We would like to thank our residency research advisers Dr. Myrna Buenaluz-Sedurante, Dr. Jezreel Taquiso, Dr. Anthony Russell Villanueva, and Dr. Gian Carlo Arandia for their invaluable feedback and guidance throughout the entire process of writing the paper and applying for clearance from the hospital committee on research and institutional review board. We would like to thank Dr. Gian Carlo Arandia for personally reviewing the individual patient cases and plain film radiographs of the patients included in the study. We would also like to thank Mr. Rhalp Jaylord Valenzuela, the hospital statistician of Manila Doctors Hospital, for his invaluable help and feedback in the data analysis part of our study.

Appendices

Figure 1. Data collection form.

Figure 1

HAP: hospital-acquired pneumonia; HPN: hypertension; CVD: cerebrovascular disease; DM: diabetes mellitus; CKD: chronic kidney disease; COPD: chronic obstructive pulmonary disease; Hs-CRP: high-sensitivity C-reactive protein; PaO2: partial pressure of oxygen; FiO2: fraction of inspired oxygen.
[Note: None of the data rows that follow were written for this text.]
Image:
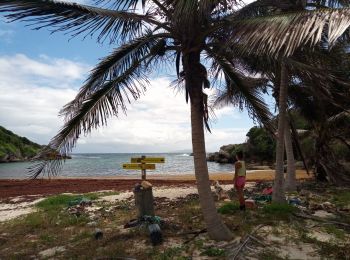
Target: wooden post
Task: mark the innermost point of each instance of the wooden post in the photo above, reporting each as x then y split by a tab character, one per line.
143	171
144	201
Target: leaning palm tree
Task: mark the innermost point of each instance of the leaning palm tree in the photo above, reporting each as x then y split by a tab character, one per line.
188	33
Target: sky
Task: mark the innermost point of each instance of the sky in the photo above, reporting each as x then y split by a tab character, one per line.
40	72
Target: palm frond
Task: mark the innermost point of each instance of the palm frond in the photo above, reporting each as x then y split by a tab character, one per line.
241	91
282	34
93	112
114	64
329	3
78	19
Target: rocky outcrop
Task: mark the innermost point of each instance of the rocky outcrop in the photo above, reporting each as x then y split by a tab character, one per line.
225	154
14	148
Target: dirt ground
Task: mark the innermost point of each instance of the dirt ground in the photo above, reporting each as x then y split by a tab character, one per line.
13	188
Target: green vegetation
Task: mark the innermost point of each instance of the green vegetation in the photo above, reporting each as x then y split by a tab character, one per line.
279	210
213	251
272	224
229	208
14	147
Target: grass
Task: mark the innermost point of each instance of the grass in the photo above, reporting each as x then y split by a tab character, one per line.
269	254
53	226
278	210
341	198
213	251
228	208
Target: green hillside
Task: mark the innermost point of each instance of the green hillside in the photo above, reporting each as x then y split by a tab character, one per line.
16	148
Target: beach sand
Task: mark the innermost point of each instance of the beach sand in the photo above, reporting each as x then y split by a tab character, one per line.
13	188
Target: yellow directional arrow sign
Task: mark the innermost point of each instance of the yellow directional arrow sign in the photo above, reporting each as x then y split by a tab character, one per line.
138	166
148	160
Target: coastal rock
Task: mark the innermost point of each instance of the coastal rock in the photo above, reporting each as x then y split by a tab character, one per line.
52	251
223	156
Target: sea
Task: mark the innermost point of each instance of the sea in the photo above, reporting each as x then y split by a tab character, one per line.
110	165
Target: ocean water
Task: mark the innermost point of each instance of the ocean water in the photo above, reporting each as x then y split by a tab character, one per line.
109	165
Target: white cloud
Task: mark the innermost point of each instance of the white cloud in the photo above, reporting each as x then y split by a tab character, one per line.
34	90
46	71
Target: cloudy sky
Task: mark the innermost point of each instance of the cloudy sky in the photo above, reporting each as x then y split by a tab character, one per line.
40	72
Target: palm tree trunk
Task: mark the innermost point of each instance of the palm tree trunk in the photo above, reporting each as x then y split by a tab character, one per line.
216	228
290	179
278	188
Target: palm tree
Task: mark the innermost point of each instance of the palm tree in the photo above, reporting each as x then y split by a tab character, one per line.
188	33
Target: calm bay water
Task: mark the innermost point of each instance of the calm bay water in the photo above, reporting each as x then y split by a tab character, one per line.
107	165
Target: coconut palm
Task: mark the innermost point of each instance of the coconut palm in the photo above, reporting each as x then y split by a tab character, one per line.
187	33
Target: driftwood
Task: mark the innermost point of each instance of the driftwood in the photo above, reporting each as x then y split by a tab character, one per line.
195	233
321	220
250	236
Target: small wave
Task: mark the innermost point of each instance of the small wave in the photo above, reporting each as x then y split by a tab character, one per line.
86	157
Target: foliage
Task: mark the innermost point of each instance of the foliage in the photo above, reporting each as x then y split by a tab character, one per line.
279	210
213	251
229	208
17	146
The authors have declared that no competing interests exist.

Human Ethics

Consent was obtained or waived by all participants in this study. Manila Doctors Hospital Institutional Review Board issued approval MDH IRB 2022-045_II-R. The Manila Doctors Hospital Institutional Review Board (MDH IRB) reviewed the FINAL REPORT for the study entitled, “Prevalence of Hospital-Acquired Pneumonia Among Patients With Severe to Critical COVID-19 Pneumonia Given Tocilizumab” (MDH IRB 2022-045_II-R). Upon review of MDH IRB Form 3(C)2021: Final Report Form, the MDH IRB APPROVED the FINAL REPORT and recommended the commencement of archiving procedures.

Animal Ethics

Animal subjects: All authors have confirmed that this study did not involve animal subjects or tissue.